Les régimes dérogatoires de report de congé annuel, via ses conditions d’application, et d’indemnisation des droits, via le calcul son l’assiette, se voient remaniés par la transposition du deux directives européennes. Une évolution qui concerne les trois versants de la fonction publique.
La nouvelle réglementation censée transposer dans le droit français les nouvelles normes européennes fixe le régime applicable au maintien des droits acquis avant et pendant un congé pour raison de santé ou lié aux responsabilités parentales ou familiales et au maintien des droits acquis avant un congé parental. Des normes européennes qui concernent d’une part certains aspects de l’aménagement du temps de travail, d’autre part l’équilibre entre vie professionnelle et vie privée des parents et des aidants. Une transposition qui concerne les fonctionnaires et contractuels des trois versants de la fonction publique, ainsi que les magistrats de l’ordre judiciaire.
Les modalités de report
S’agissant des agents de la fonction publique territoriale, deux articles du décret paru récemment retiennent notre attention ici, et s’avèrent très explicites :
- Art. 5-1. : « […] lorsque le fonctionnaire est dans l’impossibilité, du fait d’un congé pour raison de santé, ou du fait d’un congé lié aux responsabilités parentales ou familiales, de prendre son congé annuel au cours de l’année au titre de laquelle il lui est dû, il bénéficie d’une période de report de quinze mois, dont la durée peut être prolongée sur autorisation exceptionnelle de l’autorité territoriale.
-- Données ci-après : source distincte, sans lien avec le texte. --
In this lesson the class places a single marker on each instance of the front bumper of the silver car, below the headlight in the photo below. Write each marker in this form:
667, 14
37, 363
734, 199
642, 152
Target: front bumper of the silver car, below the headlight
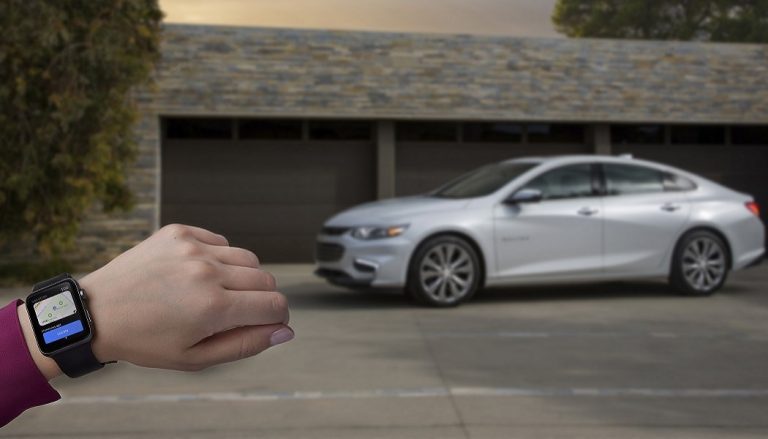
350, 262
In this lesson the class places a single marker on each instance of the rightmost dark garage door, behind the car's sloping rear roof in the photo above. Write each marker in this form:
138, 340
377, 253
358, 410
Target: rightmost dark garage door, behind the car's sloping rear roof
739, 164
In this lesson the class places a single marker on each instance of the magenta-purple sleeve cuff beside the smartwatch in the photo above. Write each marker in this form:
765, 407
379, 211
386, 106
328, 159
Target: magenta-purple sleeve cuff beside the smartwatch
22, 386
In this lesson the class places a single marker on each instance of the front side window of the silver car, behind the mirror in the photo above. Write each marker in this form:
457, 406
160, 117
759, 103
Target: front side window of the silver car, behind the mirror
570, 181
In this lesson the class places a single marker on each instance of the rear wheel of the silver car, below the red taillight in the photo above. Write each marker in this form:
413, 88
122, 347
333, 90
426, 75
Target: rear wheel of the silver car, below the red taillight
700, 263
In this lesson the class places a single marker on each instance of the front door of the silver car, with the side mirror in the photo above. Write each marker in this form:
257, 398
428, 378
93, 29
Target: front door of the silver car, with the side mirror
559, 236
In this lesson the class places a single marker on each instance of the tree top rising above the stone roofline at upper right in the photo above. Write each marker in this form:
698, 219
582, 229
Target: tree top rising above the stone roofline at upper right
744, 21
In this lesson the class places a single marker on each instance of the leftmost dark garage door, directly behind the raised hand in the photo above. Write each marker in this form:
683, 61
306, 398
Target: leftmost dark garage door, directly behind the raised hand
270, 196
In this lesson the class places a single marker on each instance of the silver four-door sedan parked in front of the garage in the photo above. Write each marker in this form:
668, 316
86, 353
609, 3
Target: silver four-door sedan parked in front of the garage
546, 220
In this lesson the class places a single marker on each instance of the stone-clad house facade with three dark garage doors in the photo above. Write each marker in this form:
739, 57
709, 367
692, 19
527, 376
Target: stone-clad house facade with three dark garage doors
261, 134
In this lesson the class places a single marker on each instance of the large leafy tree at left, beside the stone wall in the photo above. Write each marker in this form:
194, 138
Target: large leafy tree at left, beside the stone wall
67, 68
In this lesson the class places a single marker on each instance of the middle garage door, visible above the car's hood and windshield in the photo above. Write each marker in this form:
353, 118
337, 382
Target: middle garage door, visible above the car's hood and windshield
432, 153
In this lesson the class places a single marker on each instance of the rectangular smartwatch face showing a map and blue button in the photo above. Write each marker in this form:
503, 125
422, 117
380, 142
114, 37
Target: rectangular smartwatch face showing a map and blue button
58, 317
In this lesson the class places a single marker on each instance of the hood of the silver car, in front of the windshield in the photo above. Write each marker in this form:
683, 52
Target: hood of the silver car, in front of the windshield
394, 209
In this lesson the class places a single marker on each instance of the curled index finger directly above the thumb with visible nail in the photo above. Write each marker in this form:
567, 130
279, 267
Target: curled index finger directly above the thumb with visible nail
249, 308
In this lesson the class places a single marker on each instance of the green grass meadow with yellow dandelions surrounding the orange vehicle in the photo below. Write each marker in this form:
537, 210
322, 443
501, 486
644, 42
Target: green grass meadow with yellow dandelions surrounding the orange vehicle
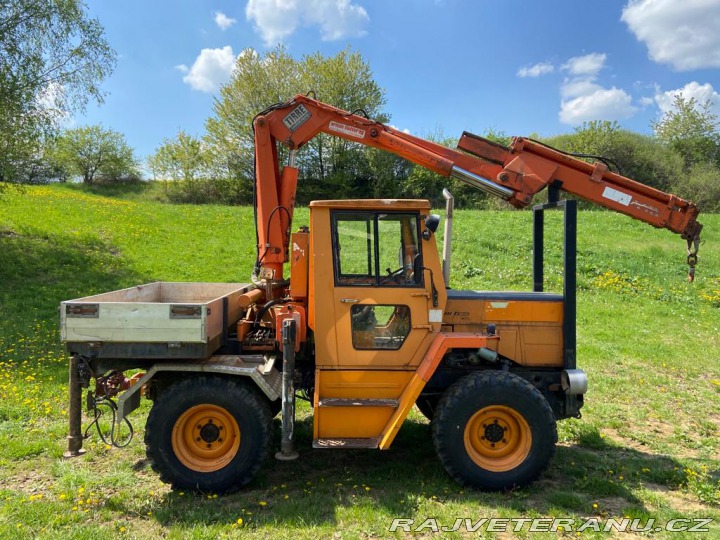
648, 444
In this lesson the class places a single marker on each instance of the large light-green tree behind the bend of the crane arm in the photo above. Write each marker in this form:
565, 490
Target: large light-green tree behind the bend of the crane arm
327, 164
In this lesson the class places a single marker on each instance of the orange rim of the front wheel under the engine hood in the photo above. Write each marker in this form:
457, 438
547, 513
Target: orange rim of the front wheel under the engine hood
497, 438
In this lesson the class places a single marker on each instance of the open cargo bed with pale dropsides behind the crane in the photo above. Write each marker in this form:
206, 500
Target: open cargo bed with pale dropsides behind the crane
158, 320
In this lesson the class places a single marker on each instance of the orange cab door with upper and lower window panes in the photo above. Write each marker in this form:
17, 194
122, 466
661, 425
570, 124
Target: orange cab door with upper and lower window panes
380, 295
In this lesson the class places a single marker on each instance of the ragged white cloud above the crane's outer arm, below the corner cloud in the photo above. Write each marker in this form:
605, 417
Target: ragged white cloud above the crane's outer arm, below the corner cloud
583, 99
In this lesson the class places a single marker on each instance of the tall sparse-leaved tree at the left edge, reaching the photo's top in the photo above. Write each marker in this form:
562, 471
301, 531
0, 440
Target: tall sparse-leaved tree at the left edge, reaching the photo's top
53, 58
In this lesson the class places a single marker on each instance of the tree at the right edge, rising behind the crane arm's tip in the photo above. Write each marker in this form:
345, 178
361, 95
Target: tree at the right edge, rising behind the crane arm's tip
691, 129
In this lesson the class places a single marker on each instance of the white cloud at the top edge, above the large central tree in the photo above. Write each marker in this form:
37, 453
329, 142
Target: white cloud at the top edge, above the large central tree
277, 19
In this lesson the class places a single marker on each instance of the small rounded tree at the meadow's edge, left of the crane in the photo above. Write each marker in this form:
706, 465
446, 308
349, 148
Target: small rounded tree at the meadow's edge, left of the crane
95, 153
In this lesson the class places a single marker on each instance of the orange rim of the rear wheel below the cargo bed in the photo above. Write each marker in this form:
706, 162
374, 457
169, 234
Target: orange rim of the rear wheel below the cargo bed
206, 438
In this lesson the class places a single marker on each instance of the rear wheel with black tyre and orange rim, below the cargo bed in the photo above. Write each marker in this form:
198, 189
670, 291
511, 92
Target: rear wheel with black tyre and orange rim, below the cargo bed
213, 406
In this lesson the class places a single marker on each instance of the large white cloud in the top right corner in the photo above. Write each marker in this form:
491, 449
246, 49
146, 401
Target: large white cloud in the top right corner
683, 33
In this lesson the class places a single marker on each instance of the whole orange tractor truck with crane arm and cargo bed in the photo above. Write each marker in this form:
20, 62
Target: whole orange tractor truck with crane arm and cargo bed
365, 326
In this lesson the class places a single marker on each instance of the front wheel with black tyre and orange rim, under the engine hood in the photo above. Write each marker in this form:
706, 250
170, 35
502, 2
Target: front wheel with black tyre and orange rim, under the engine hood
494, 431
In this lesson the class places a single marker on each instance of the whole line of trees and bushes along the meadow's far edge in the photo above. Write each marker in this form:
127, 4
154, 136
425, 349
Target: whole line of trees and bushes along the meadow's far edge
53, 58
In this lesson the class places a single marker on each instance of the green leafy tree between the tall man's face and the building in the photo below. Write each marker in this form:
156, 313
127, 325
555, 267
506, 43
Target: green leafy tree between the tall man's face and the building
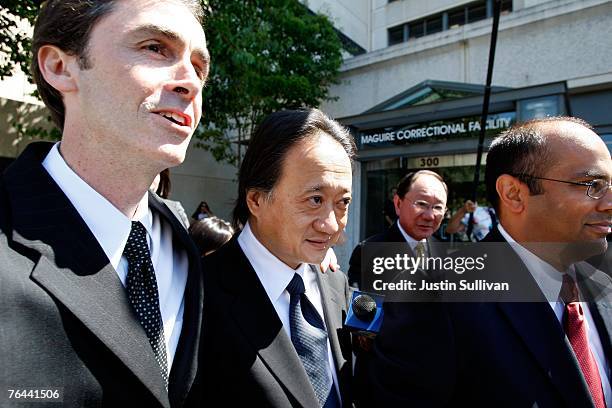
267, 55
La période de report débute à compter de la date de reprise des fonctions. Pour les congés annuels acquis pendant un congé pour raison de santé ou un congé lié aux responsabilités parentales ou familiales, elle débute, au plus tard, à la fin de l’année au titre de laquelle le congé annuel est dû.
À l’exclusion du cas où le fonctionnaire bénéficie d’un report du fait d’un congé lié aux responsabilités parentales ou familiales, le report est limité aux droits non-utilisés relevant des quatre premières semaines de congé annuel par période de référence » ; - Art. 5-2. : « […] lorsque le fonctionnaire n’a pas été en mesure de prendre son congé annuel avant la fin de la relation de travail, les droits non-utilisés donnent lieu à une indemnité compensatrice. A l’exclusion des droits non-consommés du fait d’un congé lié aux responsabilités parentales ou familiales, cette indemnité ne compense que les droits non-utilisés relevant des quatre premières semaines de congé annuel par période de référence… ».
Les modalités de calcul
Un arrêté est venu, en outre, préciser les modalités de calcul de l’indemnité compensatrice de congé annuel non pris en fin de relation de travail, comme suit :
- Art.1er : « La rémunération mensuelle brute prise en compte pour le calcul de l’indemnité compensatrice de congé annuel non pris en fin de relation de travail correspond à la dernière rémunération versée au titre de l’exercice effectif des fonctions sur un mois d’exercice complet. Le cas échéant, cette rémunération tient compte des évolutions de la situation statutaire ou indemnitaire de l’agent qui sont intervenues entre la dernière date d’exercice effectif des fonctions et la date de fin de relation de travail. Elle intègre le traitement indiciaire, l’indemnité de résidence, le supplément familial de traitement et les primes et indemnités instituées par une disposition législative ou réglementaire, à l’exception des exclusions prévues à l’article 2 du présent arrêté ».